It’s going to take a lot longer if we continue to indulge those who are finding reasons to delay it. It’s also going to cost a lot more.

Parliament agrees. High Speed 2 is the only conceivable way to solve the UK’s future rail transport issues. Today’s commons report presents no alternative to the new high speed line, currently approved to begin construction.

Yet opponents of the project continue to find excuses, citing environmental, practical and economic reasons to delay the inevitable.


I’m not knocking the convictions of the various environmental groups raising objection. Of course the Woodland Trust is objecting to the loss of woodland. They would hardly be doing their job if they didn’t. But at what point do these groups, whose good intentions and hard work are admirable, accept that a significant increase in rail use is simply good for the environment. End of story. The contribution of a proper, functioning UK rail network to the environment will be massive. We should all accept the big picture and help to make it happen.


The practical objections barely merit discussion, relying as they do on a mixture of faulty logic and wide eyed naivety.

It’s impossible to argue that existing rail lines can handle the increasing demand. There is no maths that works – not more trains, not longer trains with more carriages, and certainly not upgrades to existing lines (did you travel on the West Coast Main Line during the three year upgrade?) We need the new bandwidth that High Speed 2 will provide.

The argument that the impact will not be significant to travel times might need some work when you’re talking to commuting parents with young children. My daily commute from Manchester to London takes four hours a day. On High Speed 2 it would take a little over two hours a day. That’s two spare hours a day given back to my life and family. Ten hours a week. What parent, husband, wife, boyfriend, girlfriend or yoga enthusiast wouldn’t want that time back? Question the benefits all you want, but if the reward were half that amount of time I would fight you for it.

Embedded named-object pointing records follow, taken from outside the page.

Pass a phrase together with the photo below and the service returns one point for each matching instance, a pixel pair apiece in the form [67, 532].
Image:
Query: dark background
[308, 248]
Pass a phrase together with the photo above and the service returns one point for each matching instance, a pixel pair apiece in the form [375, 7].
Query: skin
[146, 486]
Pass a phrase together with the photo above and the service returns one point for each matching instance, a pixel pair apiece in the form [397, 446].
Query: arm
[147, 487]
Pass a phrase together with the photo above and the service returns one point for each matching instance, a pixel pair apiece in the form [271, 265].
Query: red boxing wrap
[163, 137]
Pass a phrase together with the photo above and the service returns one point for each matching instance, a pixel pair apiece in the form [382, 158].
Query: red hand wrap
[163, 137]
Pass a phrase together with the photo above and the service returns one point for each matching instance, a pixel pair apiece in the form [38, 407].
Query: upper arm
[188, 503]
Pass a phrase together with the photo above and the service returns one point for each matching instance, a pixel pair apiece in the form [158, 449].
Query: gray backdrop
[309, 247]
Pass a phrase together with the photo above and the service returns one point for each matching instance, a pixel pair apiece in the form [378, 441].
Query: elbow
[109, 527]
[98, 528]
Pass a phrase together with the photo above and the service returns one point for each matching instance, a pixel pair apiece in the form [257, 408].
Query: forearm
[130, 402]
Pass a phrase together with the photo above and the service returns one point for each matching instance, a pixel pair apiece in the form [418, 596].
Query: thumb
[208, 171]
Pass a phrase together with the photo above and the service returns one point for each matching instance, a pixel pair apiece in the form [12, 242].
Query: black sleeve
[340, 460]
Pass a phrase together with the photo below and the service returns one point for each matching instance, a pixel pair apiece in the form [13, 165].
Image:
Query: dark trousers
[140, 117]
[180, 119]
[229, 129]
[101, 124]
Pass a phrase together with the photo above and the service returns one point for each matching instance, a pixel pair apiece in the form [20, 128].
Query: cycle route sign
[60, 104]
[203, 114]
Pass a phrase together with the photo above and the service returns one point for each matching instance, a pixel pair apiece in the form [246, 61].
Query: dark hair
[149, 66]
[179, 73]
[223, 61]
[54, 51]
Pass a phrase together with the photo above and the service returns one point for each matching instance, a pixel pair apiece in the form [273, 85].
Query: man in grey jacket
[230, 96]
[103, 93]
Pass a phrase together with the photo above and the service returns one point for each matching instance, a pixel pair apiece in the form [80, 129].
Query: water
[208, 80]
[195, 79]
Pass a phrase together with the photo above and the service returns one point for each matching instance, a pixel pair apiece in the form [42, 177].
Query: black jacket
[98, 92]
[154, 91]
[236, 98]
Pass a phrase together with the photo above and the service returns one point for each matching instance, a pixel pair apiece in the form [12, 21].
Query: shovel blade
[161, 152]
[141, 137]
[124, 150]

Economic justifications depend on where you stand politically, but whatever your philosophy for the stimulation of faltering economies, one thing is hard to avoid - there will be tens of thousands of uk rail jobs, from manual labour to white collar management. (You can take our word for it - Talascend did the engineering staffing for High Speed 1 – it’s a major shot in the arm for the construction industry.) Just as trains are good for the environment, jobs are good for the economy. There is no one on the other side of that argument.

So let’s get on with it and let’s do it right. Crossrail suffered ridiculous delays when we all knew it would be built eventually and Crossrail 2 will surely suffer the same delays. The shutdown of High Speed 1 itself in 1998 added a fortune to the cost of delivery.

We have to commit to High Speed Rail. The big picture is impossible to get away from. Rail travel is practical, environmentally friendly and good for the economy, now and in the future.